The Case of the Extreme Christmas Lights

- BY VICKI GLEMBOCKI

Can a city citing safety concerns pull the plug on a family’s popular holiday tradition?

IT’S NO SURPRISE that the Hyatt family of Plantation, Florida, calls its annual holiday display Hyatt Extreme Christmas. Ever since 2006, on the day after Thanksgivi­ng, Kathy and Mark Hyatt and their two kids have unveiled the full spectacle: more than 200,000 lights, a 30-foot Christmas tree, a 20-foot Ferris wheel, a 20-foot inflatable movie screen that shows Disney movies on a loop, life-size gingerbrea­d men, blowing snow, a giant Nativity scene, Santa’s workshop, a Christmas countdown sign, and live animals, including a “reindeer” horse named Yofi—all packed onto the Hyatts’ just-under-an-acre lot.

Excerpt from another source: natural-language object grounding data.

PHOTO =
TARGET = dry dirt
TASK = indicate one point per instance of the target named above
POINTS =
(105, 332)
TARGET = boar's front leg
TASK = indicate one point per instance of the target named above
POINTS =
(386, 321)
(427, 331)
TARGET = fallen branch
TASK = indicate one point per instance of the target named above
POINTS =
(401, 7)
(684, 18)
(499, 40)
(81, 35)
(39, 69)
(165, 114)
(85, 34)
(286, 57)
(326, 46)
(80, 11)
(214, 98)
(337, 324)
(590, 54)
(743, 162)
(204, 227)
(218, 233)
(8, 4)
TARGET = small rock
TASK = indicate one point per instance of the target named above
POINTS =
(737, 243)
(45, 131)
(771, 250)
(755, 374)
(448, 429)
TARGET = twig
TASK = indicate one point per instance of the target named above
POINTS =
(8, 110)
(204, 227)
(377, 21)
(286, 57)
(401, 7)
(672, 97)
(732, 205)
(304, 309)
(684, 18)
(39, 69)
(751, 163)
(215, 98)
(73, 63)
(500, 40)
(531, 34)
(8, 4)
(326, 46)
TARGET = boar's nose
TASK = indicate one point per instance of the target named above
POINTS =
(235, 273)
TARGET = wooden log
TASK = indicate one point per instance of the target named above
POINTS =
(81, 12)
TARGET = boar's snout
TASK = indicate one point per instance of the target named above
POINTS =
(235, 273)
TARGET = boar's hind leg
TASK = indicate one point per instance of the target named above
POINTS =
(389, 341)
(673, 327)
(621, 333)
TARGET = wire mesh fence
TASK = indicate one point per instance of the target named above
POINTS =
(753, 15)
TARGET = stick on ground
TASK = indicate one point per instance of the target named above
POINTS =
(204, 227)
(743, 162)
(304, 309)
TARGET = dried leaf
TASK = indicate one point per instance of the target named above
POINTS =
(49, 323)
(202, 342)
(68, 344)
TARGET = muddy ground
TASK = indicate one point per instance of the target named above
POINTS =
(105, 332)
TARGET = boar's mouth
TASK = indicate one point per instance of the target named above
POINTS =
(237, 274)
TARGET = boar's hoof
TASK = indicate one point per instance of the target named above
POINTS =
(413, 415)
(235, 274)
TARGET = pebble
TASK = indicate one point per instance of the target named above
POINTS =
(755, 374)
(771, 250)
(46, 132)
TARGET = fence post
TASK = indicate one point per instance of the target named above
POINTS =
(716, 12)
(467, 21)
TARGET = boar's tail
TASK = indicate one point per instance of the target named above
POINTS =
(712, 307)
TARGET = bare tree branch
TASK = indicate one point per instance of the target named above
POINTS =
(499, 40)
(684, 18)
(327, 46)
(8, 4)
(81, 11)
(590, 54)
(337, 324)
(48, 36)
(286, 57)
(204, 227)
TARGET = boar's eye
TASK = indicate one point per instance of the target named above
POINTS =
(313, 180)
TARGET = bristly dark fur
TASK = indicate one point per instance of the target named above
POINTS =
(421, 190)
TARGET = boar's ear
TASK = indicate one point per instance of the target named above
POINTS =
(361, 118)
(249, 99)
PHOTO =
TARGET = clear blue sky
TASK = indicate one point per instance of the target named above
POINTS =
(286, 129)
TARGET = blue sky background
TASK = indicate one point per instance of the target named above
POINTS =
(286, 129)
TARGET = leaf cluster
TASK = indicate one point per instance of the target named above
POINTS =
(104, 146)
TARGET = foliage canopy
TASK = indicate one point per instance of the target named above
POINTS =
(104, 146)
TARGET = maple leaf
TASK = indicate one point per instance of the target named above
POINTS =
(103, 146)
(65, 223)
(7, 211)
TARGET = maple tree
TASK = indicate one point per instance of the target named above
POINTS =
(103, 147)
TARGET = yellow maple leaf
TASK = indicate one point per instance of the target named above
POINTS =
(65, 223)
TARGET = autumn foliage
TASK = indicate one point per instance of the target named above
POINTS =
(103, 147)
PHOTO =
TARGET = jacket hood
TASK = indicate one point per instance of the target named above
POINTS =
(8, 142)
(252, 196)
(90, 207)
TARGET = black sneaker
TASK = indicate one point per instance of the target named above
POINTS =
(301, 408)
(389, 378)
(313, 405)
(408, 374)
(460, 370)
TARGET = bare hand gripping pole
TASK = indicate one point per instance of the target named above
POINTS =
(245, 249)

The display takes three months to assemble and attracts approximat­ely 2,000 visitors each holiday season. It is lit Sunday through Thursday from 6 to 10 p.m. and until 11 p.m. on Fridays and Saturdays, and it all stays up until December 28, when everything gets packed away for the next year. Some neighbors on the cul-desac the Hyatts share with seven other large homes move temporaril­y to avoid the five weeks of what one described as a “nightmare” of litter,

blocked driveways, and the din of nonstop caroling and jingle-belling.

The city, though, has been most concerned about safety. When there’s no available parking on the cul-de-sac, visitors walk to the Hyatts’ after parking around the corner on Old Hiatus Road, a dimly lit two-lane street with no crosswalks. Plantation’s police department has tried over the years to make the area safer when the display is all merry and bright. For example, in 2013, the department paid overtime for two officers to control the traffic on a busy weekend and also created a “safe zone” for pedestrian­s on Old Hiatus, blocking off nonresiden­tial traffic on a stretch of the road. But despite No Parking signs, visitors continued to park there.

In February 2014, the city filed a complaint in circuit court. It claimed that the display’s “carnival-like atmosphere” was a public nuisance, since it posed a public-safety threat. It asked the court to order the Hyatts “to refrain from promoting, erecting, and operating a holiday display at their residence of a nature, extravagan­ce, or size [that attracts] large numbers of the public.”

But attracting the public is the point. As the family explains on its website, “The Hyatts love this time of the year as it give[s] us an opportunit­y to spread ‘Joy’ and ‘Holiday Wishes’ to so many people.”

Should the Hyatts be forced to limit or even shut down their holiday display? You be the judge.